BOISE -- The national fire preparedness level is now at its highest point, level five.
Fire managers said that means the high number of wildfires has resources almost pushed to the limit, and there's a high probability severe conditions will continue for the next few days. This is just the 5th time in last 10 years that we've been at level five.
Sen. Mike Crapo (R-Idaho), Jim Risch (R-Idaho), and Ron Wyden (D-Oregon) said it further proves this nation's fire prevention policies just aren't working, and it's time for a change.
"The federal government's policy for fire prevention is broken," said Wyden.
He explained that we're in a downward spiral of funding that's already started this year. Money is taken from prevention efforts to actually fight fires, leaving public lands more susceptible to fire next season. That usually means even more firefighting funds need to be taken from the prevention coffers the next year.
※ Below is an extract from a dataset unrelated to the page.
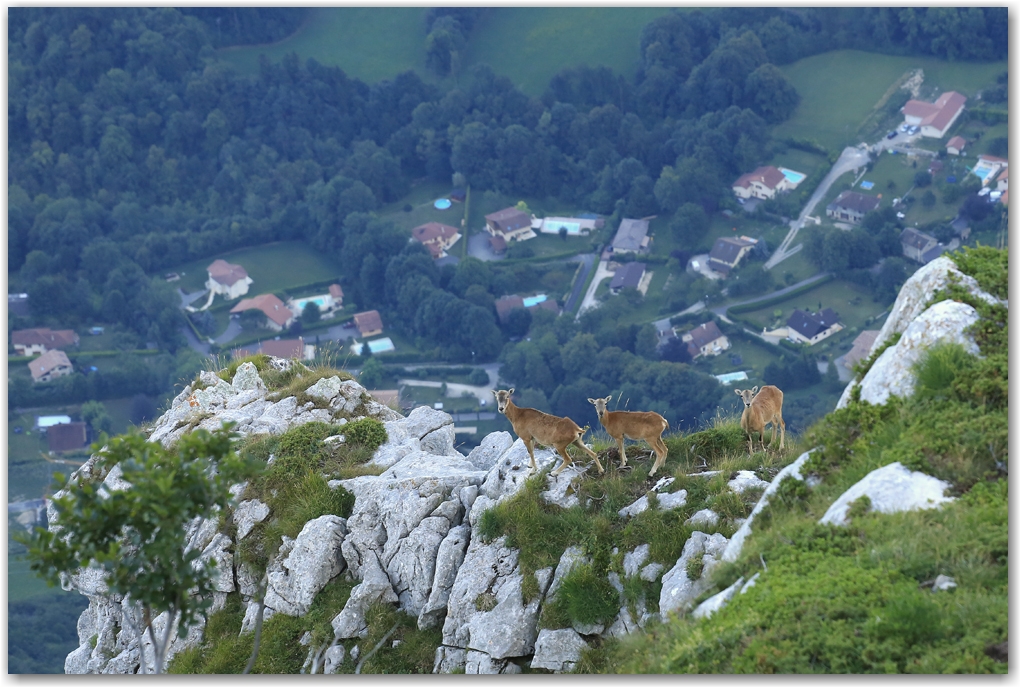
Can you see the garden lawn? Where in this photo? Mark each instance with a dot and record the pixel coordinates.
(839, 89)
(367, 43)
(272, 267)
"If you spend more time preventing fires, you can spend less time putting them out," said Wyden.
These senators came from both sides of the aisle and said the solution is collaboration between federal, state and local governments to thin forests and fuel, rehabilitate wildlife habitat and increase logging.
"When a raging fire hits a small western community, people just come together," said Wyden. "They don't talk about Democrats and Republicans and people's philosophies. They just come together, they put the fire out and figure out how to pick up the pieces. So, what we're going to do as western members of congress, is take that message back to Washington, D.C."
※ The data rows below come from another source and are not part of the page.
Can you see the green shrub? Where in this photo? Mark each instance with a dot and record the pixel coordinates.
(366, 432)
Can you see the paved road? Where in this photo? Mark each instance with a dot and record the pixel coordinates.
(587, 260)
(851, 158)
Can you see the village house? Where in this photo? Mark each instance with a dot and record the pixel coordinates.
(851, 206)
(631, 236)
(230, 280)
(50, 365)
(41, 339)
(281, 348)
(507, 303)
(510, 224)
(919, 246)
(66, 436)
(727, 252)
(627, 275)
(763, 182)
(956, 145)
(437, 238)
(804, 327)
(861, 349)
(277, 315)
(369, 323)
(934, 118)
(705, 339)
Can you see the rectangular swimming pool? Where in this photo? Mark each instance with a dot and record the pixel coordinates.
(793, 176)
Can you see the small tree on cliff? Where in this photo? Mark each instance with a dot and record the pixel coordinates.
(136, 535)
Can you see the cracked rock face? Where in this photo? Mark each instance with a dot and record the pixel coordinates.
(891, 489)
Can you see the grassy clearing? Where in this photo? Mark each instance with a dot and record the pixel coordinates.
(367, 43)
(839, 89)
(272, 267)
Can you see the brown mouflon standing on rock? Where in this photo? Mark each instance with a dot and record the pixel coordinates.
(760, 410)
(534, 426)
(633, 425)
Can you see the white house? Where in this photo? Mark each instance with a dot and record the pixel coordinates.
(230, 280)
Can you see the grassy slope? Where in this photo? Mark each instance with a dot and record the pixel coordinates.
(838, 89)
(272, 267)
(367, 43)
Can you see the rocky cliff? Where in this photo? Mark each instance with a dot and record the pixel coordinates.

But is that realistic with admitted gridlock in Congress? Risch, recognized by some as the most conservative in the U.S. Senate, said, 'Yes.' And, he's already seen it when dealing with environmental groups.
"The environmental movement in America has matured over the past 40 years," said Risch. "They understand that these fires are not good for anybody... and, indeed, they are awful for environment."
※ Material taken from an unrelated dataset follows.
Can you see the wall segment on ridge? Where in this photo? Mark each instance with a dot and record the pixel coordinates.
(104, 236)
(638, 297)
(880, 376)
The senators point to forest health projects already underway in eastern Oregon and Idaho, agreed on by environmentalists, logging companies and government agencies.
"There are a lot of us who are willing to quit the blame game and find solutions," said Crapo.
He adds that with budget, sequester and debt ceiling battles looming in Congress in the fall, the timing for this reform could be perfect.
Further emphasizing the need for this reform, NIFC says their fire season is now year-round, where every day of the year, some area of the country is dealing with wildfire.